I have solved this problem. My program produces the correct output, however, it is O(n*m) = O(n^2). I believe that if I erase knights more efficiently from the vector, efficiency can be increased. Would it be more efficient to erase elements using a set? I.e. erase contiguous segments rather that individual knights. Is there an alternative way to do this that is more efficient?

#define INPUT1(x)  scanf("%d", &x)
#define INPUT2(x, y)  scanf("%d%d", &x, &y)
#define OUTPUT1(x) printf("%d\n", x);

int main(int argc, char const *argv[]) {
    int n, m;
    INPUT2(n, m);
    vector< pair<int,int> > knights(n);
    for (int i = 0; i < n; i++) {
        int power;
        INPUT(power);
        knights[i] = make_pair(power, i);
    }
    while(m--) {
        int l, r;
        INPUT2(l, r);
        int max_in_range = knights[l].first;
        for (int i = l+1; i <= r; i++) if (knights[i].first > max_in_range) {
            max_in_range = knights[i].first;
        }
        int offset = l;
        int range = r-l+1;
        while (range--) {
            if (knights[offset].first != max_in_range) {
                OUTPUT1(knights[offset].second));
                knights.erase(knights.begin()+offset);
            }
            else offset++;
        }
        printf("\n");
    }
}

Answer 1

Well, removing from vector wouldn't be efficient for sure. Removing from set, or unordered set would be more effective (use iterators instead of indexes).

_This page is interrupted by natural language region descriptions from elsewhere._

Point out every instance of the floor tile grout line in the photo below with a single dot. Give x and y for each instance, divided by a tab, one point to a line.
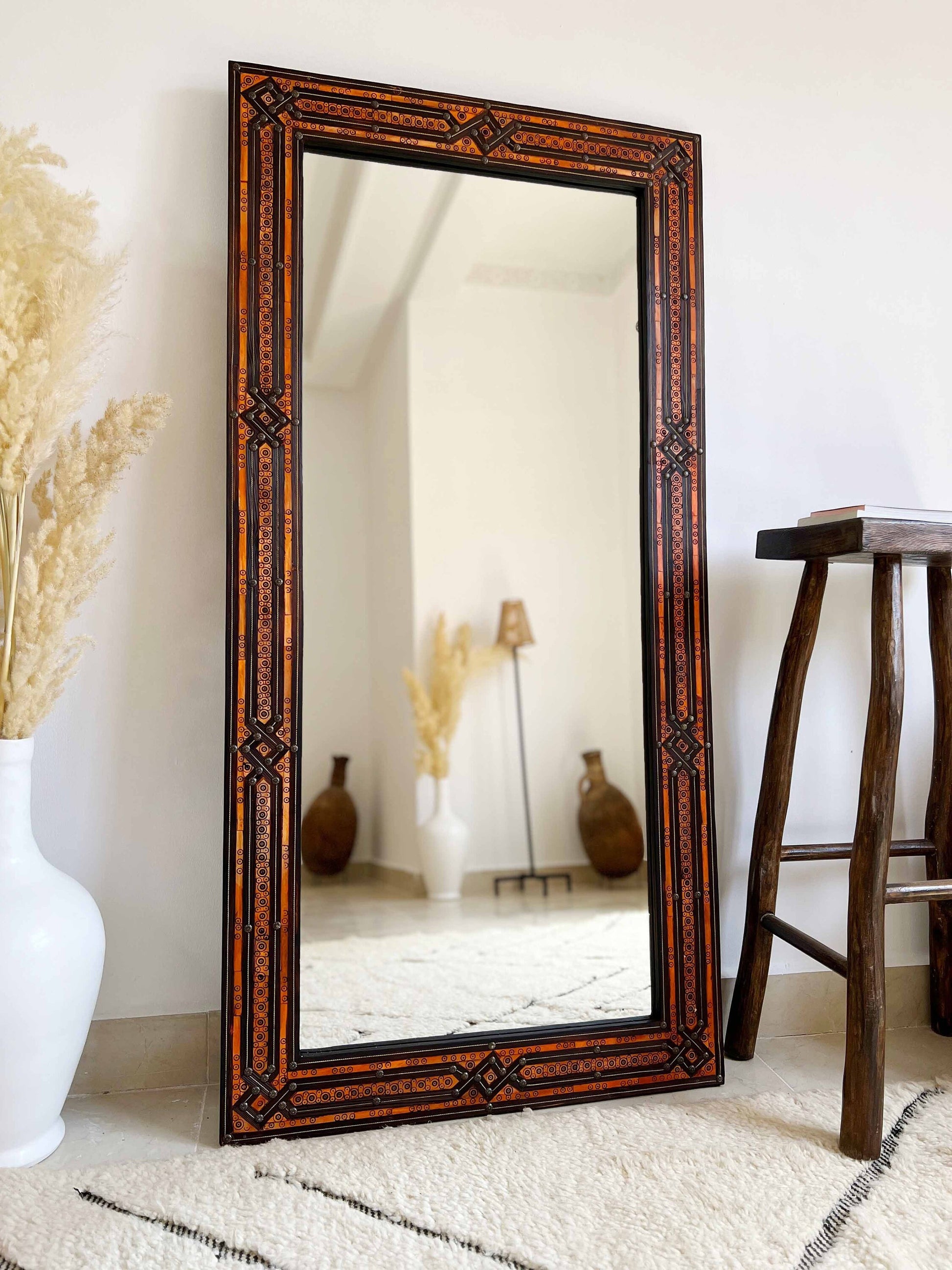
785	1084
200	1123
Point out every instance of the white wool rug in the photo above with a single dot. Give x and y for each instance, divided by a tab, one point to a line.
723	1185
509	974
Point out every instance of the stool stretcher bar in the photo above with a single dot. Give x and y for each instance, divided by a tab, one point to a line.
916	892
843	850
813	948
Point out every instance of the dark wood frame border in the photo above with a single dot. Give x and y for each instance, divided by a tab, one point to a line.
268	1087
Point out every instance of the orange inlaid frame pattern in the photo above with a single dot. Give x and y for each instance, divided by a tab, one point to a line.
268	1086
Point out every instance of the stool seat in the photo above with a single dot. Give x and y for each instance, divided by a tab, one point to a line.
887	545
860	540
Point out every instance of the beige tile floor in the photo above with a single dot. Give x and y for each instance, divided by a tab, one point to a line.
158	1124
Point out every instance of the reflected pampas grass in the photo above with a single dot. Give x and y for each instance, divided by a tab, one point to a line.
436	710
56	291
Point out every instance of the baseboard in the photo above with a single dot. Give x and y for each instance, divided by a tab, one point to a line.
800	1005
165	1051
157	1052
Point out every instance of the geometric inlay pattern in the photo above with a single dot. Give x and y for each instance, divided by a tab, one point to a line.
268	1087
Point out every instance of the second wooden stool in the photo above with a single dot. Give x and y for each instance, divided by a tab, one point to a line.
889	545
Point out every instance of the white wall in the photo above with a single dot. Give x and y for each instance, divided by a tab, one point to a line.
336	682
828	268
391	531
520	490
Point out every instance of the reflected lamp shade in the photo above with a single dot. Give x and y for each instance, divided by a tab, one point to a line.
515	630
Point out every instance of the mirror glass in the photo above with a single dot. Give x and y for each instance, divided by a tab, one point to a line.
473	838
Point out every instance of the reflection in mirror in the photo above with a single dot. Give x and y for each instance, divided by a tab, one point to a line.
470	469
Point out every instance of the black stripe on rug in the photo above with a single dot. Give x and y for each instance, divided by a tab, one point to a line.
244	1256
862	1185
403	1222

Yet the problem will still remain O(n^2), because you have two nested whiles running n*m times.

--EDIT--

I believe I understand the question now :) First let's calculate the complexity of your code above. Your worst case would be the case that max range in all battles is 1 (two nights for each battle) and the battles are not ordered with respect to the position. Which means you have m battles (in this case m = n-1 ~= O(n))

• The first while loop runs n times
• For runs for once every time which makes it n*1 = n in total
• The second while loop runs once every time which makes it n again.
  • Deleting from vector means n-1 shifts that makes it O(n).

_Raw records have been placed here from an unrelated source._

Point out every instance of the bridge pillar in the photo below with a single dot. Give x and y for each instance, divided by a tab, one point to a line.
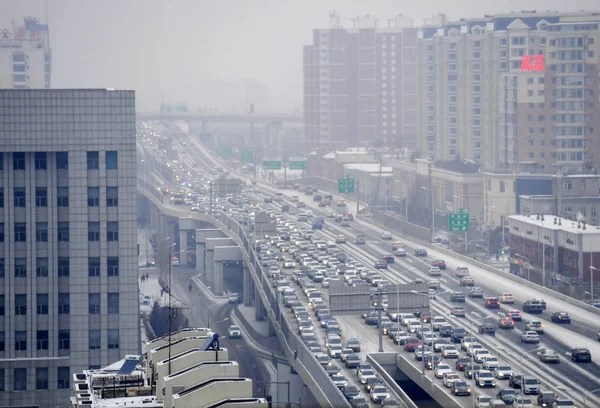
247	288
183	247
218	276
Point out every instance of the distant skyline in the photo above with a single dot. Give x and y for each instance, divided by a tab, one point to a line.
204	51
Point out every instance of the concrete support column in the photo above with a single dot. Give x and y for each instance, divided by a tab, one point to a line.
247	287
209	273
183	247
200	260
218	279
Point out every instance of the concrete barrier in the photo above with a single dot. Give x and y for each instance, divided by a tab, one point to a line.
376	359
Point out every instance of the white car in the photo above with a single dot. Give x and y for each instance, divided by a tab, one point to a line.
481	354
379	393
442	369
235	332
449	379
502	371
491	362
386	235
449	351
483	401
530	337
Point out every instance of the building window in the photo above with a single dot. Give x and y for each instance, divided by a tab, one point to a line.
113	339
20	383
18	161
19	198
94	303
63	231
112	265
42	339
112	231
41	267
94	339
42	303
41	197
64	269
41	232
41	378
112	196
63	378
41	162
113	303
62	160
112	160
93	231
62	196
93	196
64	340
93	160
21	305
64	303
94	266
20	267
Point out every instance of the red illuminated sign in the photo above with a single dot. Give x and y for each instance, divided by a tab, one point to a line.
533	63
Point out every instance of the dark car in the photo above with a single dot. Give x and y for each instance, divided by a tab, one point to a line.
546	398
462	362
515	380
350	391
389	258
561	317
487	328
507	395
471	369
457	297
581	355
492	303
439	263
460	387
457	334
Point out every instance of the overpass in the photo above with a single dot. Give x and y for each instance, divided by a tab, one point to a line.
224	117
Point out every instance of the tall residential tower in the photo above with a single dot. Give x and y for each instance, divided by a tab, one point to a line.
68	241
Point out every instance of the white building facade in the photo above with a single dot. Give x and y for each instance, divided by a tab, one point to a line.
68	247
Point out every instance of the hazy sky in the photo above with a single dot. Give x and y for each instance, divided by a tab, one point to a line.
194	50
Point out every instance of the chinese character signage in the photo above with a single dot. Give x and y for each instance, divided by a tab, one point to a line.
532	63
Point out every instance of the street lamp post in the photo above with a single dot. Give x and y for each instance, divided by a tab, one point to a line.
466	232
592	270
432	212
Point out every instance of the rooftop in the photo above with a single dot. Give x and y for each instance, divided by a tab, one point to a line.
547	221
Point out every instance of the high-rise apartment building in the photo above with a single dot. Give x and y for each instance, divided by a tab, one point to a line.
68	246
25	55
476	77
360	84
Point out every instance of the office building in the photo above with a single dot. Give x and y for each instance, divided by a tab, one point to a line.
25	55
360	84
482	86
68	242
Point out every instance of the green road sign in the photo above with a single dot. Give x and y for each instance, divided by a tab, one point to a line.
460	222
297	163
346	185
225	152
272	164
247	157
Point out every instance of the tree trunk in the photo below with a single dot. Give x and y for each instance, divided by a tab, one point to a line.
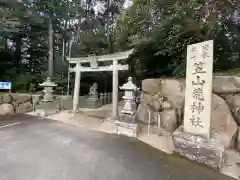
50	49
18	51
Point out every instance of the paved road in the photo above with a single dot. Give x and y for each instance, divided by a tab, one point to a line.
37	149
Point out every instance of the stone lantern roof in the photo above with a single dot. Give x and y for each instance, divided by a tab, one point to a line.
129	85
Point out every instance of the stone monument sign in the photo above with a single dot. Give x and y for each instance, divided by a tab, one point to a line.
198	90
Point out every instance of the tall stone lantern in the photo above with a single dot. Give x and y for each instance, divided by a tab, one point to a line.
48	86
126	124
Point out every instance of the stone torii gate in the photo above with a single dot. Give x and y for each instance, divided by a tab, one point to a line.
92	62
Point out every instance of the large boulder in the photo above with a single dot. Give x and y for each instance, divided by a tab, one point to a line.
222	122
160	110
6	109
151	86
164	96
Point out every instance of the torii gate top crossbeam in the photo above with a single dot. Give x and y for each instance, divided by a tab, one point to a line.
108	57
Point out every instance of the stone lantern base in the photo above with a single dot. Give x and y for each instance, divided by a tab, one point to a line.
127	129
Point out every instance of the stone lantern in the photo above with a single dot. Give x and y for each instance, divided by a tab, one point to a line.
129	97
48	90
126	124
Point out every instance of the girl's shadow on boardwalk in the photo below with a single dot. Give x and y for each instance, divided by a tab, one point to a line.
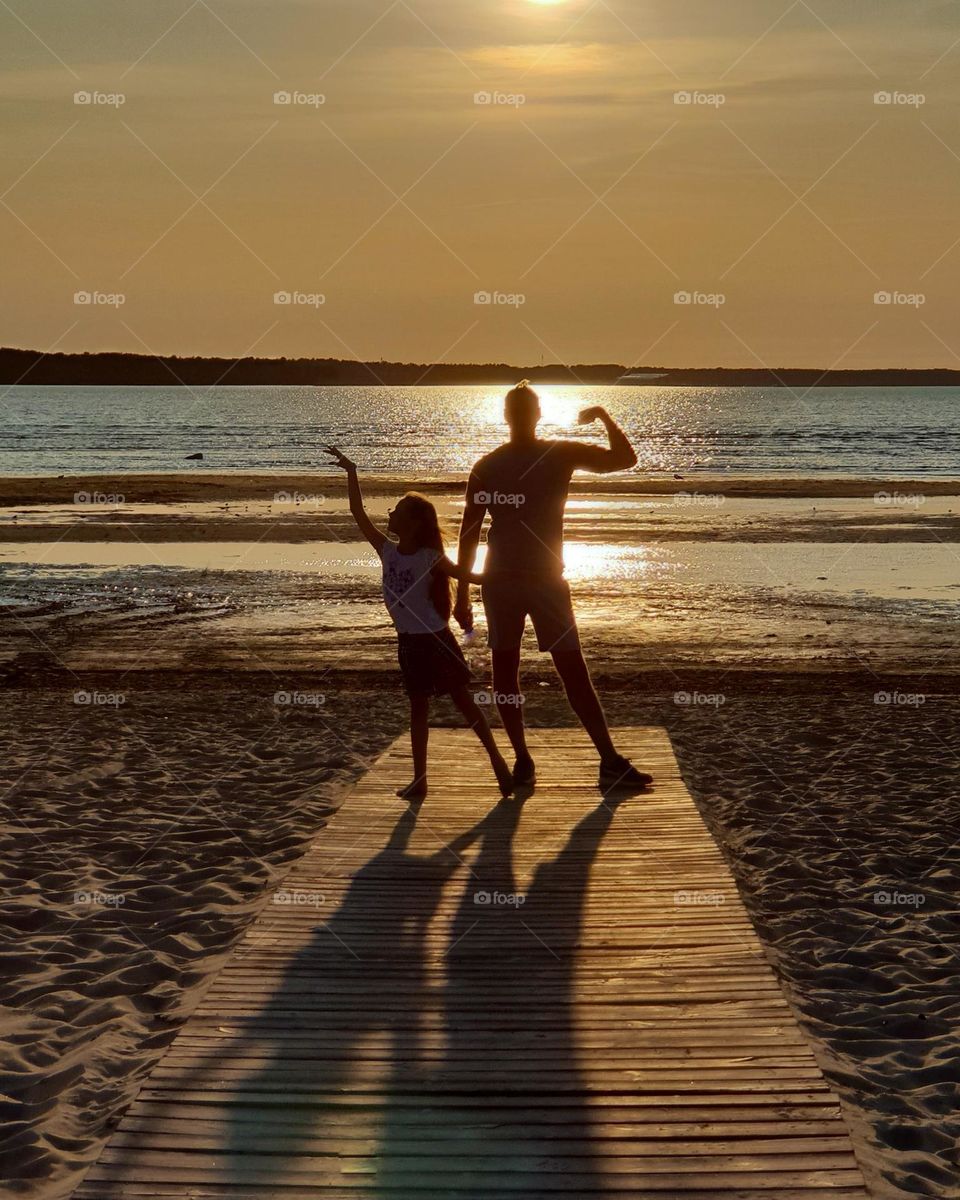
394	1063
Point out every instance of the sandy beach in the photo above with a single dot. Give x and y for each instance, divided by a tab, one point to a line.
190	689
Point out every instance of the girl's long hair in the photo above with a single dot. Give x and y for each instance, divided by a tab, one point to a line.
430	533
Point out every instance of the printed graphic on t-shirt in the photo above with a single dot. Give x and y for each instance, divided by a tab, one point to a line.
400	579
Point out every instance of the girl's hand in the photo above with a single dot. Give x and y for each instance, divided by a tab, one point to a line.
341	459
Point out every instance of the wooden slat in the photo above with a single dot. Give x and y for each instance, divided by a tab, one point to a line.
617	1032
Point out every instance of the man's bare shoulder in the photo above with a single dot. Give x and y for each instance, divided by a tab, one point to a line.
491	460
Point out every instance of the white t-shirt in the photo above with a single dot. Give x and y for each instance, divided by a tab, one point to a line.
406	589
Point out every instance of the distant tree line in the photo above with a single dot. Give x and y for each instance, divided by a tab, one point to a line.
141	370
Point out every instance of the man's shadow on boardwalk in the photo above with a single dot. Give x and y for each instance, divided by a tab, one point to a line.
377	1069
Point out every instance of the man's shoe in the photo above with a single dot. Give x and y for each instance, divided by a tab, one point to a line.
619	772
525	772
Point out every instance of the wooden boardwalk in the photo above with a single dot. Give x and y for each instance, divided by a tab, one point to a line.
399	1024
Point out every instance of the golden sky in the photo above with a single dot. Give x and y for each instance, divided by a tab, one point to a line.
790	169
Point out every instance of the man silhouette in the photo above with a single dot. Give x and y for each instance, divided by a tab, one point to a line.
523	486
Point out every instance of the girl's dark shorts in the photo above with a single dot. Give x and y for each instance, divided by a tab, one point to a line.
431	664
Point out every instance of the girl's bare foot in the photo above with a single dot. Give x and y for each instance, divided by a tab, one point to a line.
504	777
417	790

Thus with the complexity of the vector total complexity is O(n^2)

First of all, you don't really need the inner for loop. Take the first knight as the max in range, compare the rest in the range one-by-one and remove the defeated ones.

Now, i believe it can be done in O(nlogn) with using std::map. The key to the map is the position and the value is the level of the knight.

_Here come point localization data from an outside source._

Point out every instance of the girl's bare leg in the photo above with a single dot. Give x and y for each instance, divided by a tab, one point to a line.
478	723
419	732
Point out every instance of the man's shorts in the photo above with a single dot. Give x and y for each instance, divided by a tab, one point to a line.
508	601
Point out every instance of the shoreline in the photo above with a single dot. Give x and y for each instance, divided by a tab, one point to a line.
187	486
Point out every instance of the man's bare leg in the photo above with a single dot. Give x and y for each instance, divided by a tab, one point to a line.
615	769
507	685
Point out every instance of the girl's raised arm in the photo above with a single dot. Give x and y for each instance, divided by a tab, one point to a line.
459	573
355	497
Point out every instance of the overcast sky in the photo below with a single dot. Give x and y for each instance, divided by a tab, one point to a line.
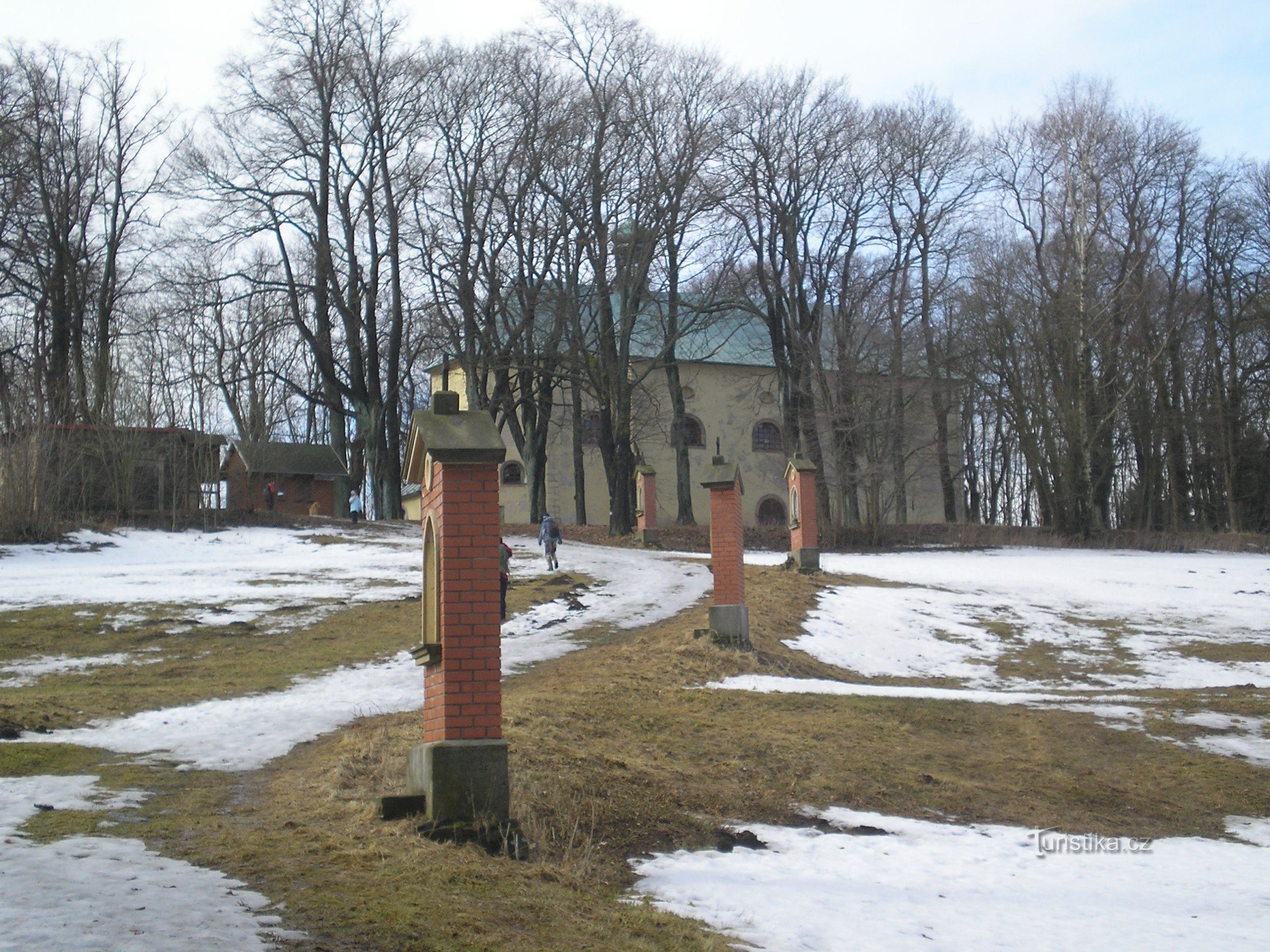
1206	64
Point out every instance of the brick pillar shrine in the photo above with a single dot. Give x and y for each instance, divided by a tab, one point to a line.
805	532
462	766
730	619
646	505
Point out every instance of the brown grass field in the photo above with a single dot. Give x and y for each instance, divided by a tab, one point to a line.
617	752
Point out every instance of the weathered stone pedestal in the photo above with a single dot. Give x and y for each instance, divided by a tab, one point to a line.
805	532
463	780
730	618
646	506
458	777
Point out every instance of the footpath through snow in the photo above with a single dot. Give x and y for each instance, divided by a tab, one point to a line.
1112	623
102	893
105	893
888	883
244	733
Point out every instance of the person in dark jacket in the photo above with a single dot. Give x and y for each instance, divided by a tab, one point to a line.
551	538
505	576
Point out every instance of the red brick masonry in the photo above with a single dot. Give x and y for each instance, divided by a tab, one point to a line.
647	517
727	545
464	697
805	534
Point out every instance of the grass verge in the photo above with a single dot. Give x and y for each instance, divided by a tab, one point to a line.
618	752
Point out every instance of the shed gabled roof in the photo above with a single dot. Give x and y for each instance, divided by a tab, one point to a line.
300	459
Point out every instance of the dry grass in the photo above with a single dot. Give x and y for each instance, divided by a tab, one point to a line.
618	752
195	666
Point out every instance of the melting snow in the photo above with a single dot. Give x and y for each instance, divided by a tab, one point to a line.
31	670
928	885
246	733
101	893
234	576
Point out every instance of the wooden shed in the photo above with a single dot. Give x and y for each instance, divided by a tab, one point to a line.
309	479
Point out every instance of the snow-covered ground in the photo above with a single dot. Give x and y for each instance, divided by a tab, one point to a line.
1111	621
634	588
900	884
218	578
106	893
959	612
242	734
29	671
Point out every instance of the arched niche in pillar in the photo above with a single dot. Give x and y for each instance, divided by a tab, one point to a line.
431	583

Before proceeding, finding and removing an element in map is logarithmic, iterating is constant.

Finally, your code should look like:

while(m--) // n times
    strongest = map.find(first_position); // find is log(n) --> n*log(n)

    for (opponent = next of strongest; // this will run 1 times, since every range is 1
         opponent in range;
         opponent = next opponent) // iterating is constant
       // removing from map is log(n) --> n * 1 * log(n)
       if strongest < opponent
           remove strongest, opponent is the new strongest
       else
           remove opponent, (be careful to remove it after iterating to next)

Ok, now the upper bound would be O(2*nlogn) = O(nlogn). If the ranges increases, that makes the run time of upper loop decrease but increases the number of remove operations. I'm sure the upper bound won't change, let's make it a homework for you to calculate :)

Answer 2

A solution with a treap is pretty straightforward.

For each query, you need to split the treap by implicit key to obtain the subtree that corresponds to the [l, r] range (it takes O(log n) time). After that, you can iterate over the subtree and find the knight with the maximum strength. After that, you just need to merge the [0, l) and [r + 1, end) parts of the treap with the node that corresponds to this knight.

It's clear that all parts of the solution except for the subtree traversal and printing work in O(log n) time per query. However, each operation reinserts only one knight and erase the rest from the range, so the size of the output (and the sum of sizes of subtrees) is linear in n. So the total time complexity is O(n log n).

I don't think you can solve with standard stl containers because there'no standard container that supports getting an iterator by index quickly and removing arbitrary elements.